Es verdaderamente trágico e incomprensible el hecho de vivir pero ya que estamos aquí tendremos que afrontarlo. Disfrutemos de la belleza, por ejemplo. Vale la pena vivir toda una vida por ver como el sol se esconde en verano detrás de Monte Louro y también vale la pena haber vivido por haber conocido el amor. No hay nada más hermoso que amar. Nada más bello que sentirse amado y usted y yo lo hemos sabido algún día y por eso nos ha valido la pena vivir.
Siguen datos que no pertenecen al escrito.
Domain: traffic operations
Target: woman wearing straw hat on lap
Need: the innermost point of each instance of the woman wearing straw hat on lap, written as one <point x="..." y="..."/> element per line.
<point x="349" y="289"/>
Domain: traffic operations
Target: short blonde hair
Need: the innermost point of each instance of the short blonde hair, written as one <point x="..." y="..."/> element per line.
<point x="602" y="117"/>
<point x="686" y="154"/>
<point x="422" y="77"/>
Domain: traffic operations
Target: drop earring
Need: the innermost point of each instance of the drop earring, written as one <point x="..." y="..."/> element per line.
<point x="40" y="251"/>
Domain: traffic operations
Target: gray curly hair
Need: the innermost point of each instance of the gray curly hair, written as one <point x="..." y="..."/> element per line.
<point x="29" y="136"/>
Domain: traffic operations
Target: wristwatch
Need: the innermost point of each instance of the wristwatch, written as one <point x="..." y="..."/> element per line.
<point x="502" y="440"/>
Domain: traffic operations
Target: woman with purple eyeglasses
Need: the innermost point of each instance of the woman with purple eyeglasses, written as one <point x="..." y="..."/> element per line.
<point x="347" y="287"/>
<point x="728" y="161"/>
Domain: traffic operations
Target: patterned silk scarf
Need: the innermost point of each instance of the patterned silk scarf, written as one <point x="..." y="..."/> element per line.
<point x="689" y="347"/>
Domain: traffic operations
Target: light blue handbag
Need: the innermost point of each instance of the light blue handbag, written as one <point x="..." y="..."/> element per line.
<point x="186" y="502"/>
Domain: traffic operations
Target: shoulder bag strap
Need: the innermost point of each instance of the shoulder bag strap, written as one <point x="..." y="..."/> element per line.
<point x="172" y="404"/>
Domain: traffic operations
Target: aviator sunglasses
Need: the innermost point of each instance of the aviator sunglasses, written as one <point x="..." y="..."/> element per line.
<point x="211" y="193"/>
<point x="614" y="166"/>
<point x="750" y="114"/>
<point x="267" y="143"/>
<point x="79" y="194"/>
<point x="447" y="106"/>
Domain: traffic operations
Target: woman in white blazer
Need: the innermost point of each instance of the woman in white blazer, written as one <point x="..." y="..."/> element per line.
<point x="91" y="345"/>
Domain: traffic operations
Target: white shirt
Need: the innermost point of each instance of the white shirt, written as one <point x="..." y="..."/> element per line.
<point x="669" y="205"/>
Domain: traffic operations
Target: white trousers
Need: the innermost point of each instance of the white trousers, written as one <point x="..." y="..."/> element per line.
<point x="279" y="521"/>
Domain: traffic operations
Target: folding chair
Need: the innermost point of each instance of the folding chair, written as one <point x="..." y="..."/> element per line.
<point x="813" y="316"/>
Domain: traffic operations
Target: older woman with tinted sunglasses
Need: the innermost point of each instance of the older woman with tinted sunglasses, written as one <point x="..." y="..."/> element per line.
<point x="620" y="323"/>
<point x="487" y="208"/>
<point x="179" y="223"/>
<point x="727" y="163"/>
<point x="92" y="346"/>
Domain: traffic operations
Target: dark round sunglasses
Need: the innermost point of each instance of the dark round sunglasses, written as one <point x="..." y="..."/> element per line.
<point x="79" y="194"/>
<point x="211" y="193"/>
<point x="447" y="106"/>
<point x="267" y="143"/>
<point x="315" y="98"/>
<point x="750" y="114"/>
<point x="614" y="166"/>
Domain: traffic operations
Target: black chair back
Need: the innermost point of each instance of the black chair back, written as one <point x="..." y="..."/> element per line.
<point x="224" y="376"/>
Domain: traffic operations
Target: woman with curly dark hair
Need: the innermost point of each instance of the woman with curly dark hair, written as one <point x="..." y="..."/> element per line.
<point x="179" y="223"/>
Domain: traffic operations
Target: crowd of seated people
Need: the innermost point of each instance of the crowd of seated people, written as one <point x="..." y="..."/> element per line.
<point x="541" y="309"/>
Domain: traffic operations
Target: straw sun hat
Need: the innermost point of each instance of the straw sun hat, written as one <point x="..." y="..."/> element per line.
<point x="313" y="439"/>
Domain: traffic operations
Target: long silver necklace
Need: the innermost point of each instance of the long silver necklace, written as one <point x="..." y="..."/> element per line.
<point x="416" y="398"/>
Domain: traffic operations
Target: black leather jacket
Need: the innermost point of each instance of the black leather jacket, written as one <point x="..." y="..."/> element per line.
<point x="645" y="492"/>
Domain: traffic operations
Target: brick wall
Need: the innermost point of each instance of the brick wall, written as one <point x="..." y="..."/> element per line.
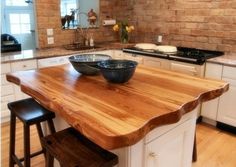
<point x="206" y="24"/>
<point x="48" y="16"/>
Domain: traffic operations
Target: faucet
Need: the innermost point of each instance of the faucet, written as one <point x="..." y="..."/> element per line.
<point x="81" y="32"/>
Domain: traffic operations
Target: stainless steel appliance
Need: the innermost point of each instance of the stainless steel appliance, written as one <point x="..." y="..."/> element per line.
<point x="184" y="54"/>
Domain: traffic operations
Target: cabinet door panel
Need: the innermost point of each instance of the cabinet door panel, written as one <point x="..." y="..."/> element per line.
<point x="227" y="104"/>
<point x="172" y="149"/>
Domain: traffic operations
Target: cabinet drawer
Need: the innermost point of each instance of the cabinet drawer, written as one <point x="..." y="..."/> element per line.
<point x="213" y="71"/>
<point x="7" y="90"/>
<point x="229" y="72"/>
<point x="5" y="68"/>
<point x="156" y="62"/>
<point x="24" y="65"/>
<point x="4" y="80"/>
<point x="54" y="61"/>
<point x="5" y="100"/>
<point x="185" y="68"/>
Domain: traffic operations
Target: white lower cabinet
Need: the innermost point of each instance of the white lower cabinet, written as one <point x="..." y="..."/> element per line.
<point x="227" y="105"/>
<point x="209" y="109"/>
<point x="173" y="149"/>
<point x="166" y="146"/>
<point x="222" y="109"/>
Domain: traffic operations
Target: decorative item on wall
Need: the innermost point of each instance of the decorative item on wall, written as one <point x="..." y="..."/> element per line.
<point x="79" y="13"/>
<point x="124" y="29"/>
<point x="92" y="17"/>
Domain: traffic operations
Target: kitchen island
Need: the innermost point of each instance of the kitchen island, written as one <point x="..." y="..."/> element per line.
<point x="148" y="121"/>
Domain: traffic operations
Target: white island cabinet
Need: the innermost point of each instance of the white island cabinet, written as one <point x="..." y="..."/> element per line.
<point x="166" y="146"/>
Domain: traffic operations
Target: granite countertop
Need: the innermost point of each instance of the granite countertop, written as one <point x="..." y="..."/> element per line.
<point x="55" y="52"/>
<point x="227" y="59"/>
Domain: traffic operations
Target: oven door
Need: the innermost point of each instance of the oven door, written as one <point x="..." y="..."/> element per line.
<point x="187" y="68"/>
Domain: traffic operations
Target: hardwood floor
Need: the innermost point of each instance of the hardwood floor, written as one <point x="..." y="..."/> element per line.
<point x="37" y="161"/>
<point x="215" y="148"/>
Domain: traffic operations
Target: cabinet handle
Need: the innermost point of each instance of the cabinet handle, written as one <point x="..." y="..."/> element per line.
<point x="152" y="154"/>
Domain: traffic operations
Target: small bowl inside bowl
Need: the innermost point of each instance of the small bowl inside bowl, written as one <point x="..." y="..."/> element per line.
<point x="117" y="71"/>
<point x="87" y="63"/>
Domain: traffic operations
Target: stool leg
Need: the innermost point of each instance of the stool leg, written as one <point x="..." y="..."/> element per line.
<point x="51" y="126"/>
<point x="12" y="139"/>
<point x="49" y="159"/>
<point x="40" y="133"/>
<point x="26" y="146"/>
<point x="194" y="158"/>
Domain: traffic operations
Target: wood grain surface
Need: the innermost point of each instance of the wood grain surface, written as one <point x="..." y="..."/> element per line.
<point x="117" y="115"/>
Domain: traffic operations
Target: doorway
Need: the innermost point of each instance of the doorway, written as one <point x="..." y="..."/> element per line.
<point x="18" y="19"/>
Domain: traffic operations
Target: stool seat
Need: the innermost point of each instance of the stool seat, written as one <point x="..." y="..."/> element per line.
<point x="29" y="111"/>
<point x="72" y="149"/>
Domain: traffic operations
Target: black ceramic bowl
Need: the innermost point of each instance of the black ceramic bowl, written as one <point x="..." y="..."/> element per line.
<point x="117" y="71"/>
<point x="87" y="63"/>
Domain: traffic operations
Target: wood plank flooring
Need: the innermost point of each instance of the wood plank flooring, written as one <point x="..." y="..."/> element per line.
<point x="215" y="148"/>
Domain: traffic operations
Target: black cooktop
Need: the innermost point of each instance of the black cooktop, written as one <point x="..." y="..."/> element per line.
<point x="189" y="55"/>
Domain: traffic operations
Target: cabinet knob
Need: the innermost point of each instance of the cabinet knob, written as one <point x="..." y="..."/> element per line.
<point x="152" y="154"/>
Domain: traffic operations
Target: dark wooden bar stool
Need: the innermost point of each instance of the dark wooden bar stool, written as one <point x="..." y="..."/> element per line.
<point x="29" y="112"/>
<point x="72" y="149"/>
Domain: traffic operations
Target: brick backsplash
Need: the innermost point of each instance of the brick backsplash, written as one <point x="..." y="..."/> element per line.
<point x="48" y="16"/>
<point x="205" y="24"/>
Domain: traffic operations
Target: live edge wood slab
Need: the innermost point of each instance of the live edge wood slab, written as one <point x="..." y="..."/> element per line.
<point x="117" y="115"/>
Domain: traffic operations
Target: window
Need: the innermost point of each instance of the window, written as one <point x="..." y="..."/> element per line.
<point x="20" y="23"/>
<point x="16" y="3"/>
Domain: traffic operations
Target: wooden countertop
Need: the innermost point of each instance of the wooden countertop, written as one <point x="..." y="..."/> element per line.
<point x="117" y="115"/>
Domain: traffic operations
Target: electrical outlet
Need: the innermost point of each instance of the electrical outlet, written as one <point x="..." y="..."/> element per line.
<point x="159" y="38"/>
<point x="49" y="32"/>
<point x="50" y="40"/>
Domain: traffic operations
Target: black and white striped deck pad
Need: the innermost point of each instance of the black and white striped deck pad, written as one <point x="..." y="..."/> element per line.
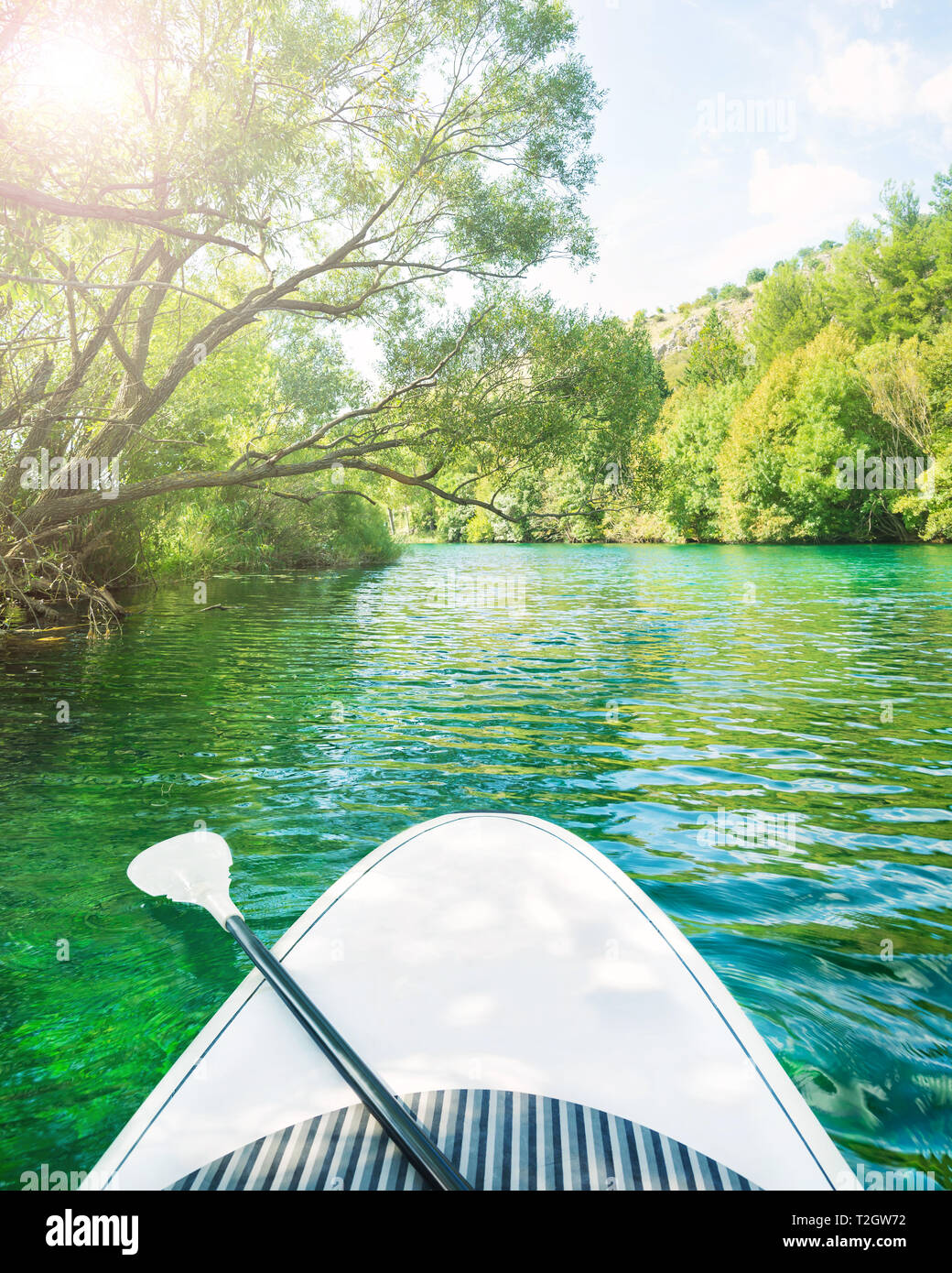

Después están los dolores, la pena oscura que acecha al otro lado de la avenida. Aunque sabemos de su existencia, siempre toma nuestro castillo de sueños por sorpresa, siempre nos encuentra distraídos, jugando al escondite con nuestra inocente vida. Aún así, vencido el dolor, vuelve la vida y la alegría de vivirla. Esa constancia, esa contumacia que nos hace seguir adelante es un misterio inexplicable e inexplicado pero empuja con la violencia con la que el viento del norte alborota las nubes y se las lleva tras el horizonte. Siempre, en los días amargos, aparece una caricia amiga que amansa el desánimo, un amigo que te hace creer que con un corazón como el suyo, uno puede vivir sin corazón y arrojarlo lejos de sí al pudridero para que lo devoren los buitres que jamás abandonan su vuelo circular sobre usted. Siempre estarán ahí, el amigo y la belleza para consolar su travesía del desierto. Siempre, créame, habrá un hombre o una mujer que proteja su pecho desnudo y esté dispuesto a morir por usted. Pocos son los que se han sometido a esa prueba porque la falta de fe es mucha. Pero pruébese a usted mismo. ¿No entregaría su vida por alguien? Piénselo bien y responda sin mentirse. Así sabrá que en algún sitio debe haber alguien dispuesto a darlo todo por usted. Vale la pena vivir. Agárrese a la poesía y a las palabras bellas. Créase su propia historia y no dañe a su vecino.

Esa fotografía de hoy corresponde al actor Tom Skerritt que protagonizó El río de la vida (Robert Redford 1992). Tiene Tom una mirada que parece mostrarnos cómo vivir la vida viendo pasar el tiempo.